MOSCOW ASSAILS ESTONIA ON DEPORTATIONS ANNIVERSARY DATE

Publication: Eurasia Daily Monitor Volume: 4 Issue: 60

Estonian Prime Minister Andrus Ansip

On March 25 Estonia, Latvia, and Lithuania commemorated the mass deportations to Siberia that were carried out on that date in 1949 by Soviet Russian authorities. Some 95,000 people were deported that day from the Baltic states, including more than 20,000 from Estonia alone, a decimated nation of less than one million at that time. All the arrests were carried out at night and the deportations were ordered without any judicial procedure or appeal in the framework of the Priboy operation.

In the lead-up to the commemorations and afterward, Russia’s government and Duma chose to assail Estonia for its intention to remove the bronze monument to the “Liberating” Red Army Soldier from downtown Tallinn.

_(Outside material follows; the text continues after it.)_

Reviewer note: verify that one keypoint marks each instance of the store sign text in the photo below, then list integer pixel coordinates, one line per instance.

Estonian Prime Minister Andrus Ansip confirmed that intention on March 22, along with recommendations by the Defense Ministry’s War Graves Commission to excavate around the base of the monument and transfer any remains of Red Army soldiers that might be found there to a war cemetery for re-burial with military honors.

“Such actions would seriously affect Russia-Estonia relations,” Russian Minister of Foreign Affairs Sergei Lavrov warns. He is calling on the European Union and NATO to “raise their voice against such steps in Estonia.” Those are clearly the wrong addresses for such recriminations, but Moscow is using this tactic constantly against the Baltic states on a variety of issues in attempting to portray them as hindrances to West-Russia relations.

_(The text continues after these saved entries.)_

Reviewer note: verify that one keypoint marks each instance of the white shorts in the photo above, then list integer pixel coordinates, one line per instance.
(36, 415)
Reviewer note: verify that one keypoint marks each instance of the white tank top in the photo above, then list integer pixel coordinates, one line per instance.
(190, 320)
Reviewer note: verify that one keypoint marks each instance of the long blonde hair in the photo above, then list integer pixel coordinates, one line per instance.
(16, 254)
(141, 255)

Russia’s MFA and the embassy in Tallinn are publicly calling for talks on preserving the Red Army monument, but only if Estonia first cancels its decisions that permit the monument’s removal. This precondition would mean rescinding the legislation passed in January by parliament that has authorized the Bronze Soldier’s removal from downtown Tallinn to a less conspicuous location in a military cemetery.

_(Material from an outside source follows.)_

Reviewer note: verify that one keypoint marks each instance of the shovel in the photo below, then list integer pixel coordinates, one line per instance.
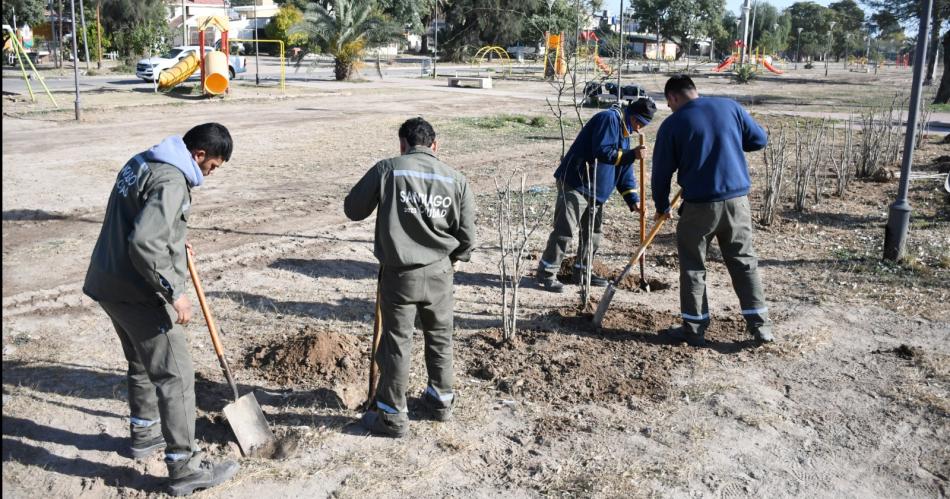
(612, 287)
(244, 414)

Four major parties in Russia’s Duma — the governing United Russia, the Communist Party, the ultranationalist Liberal Democratic Party of Vladimir Zhirinovsky, and the red-brown People’s Will of Sergei Baburin — have similarly denounced the Estonian authorities’ decision and imagined “neo-Nazi tendencies” in that country. The four parties have decided to form a standing inter-party conference on foreign policy, place this issue high on the commission’s agenda, and hold public actions in defense of the Tallinn monument. The joint document obliquely disavows economic sanctions “because honor and dignity must prevail over everything else” — or perhaps because interests of businessmen connected with these parties must prevail over much else.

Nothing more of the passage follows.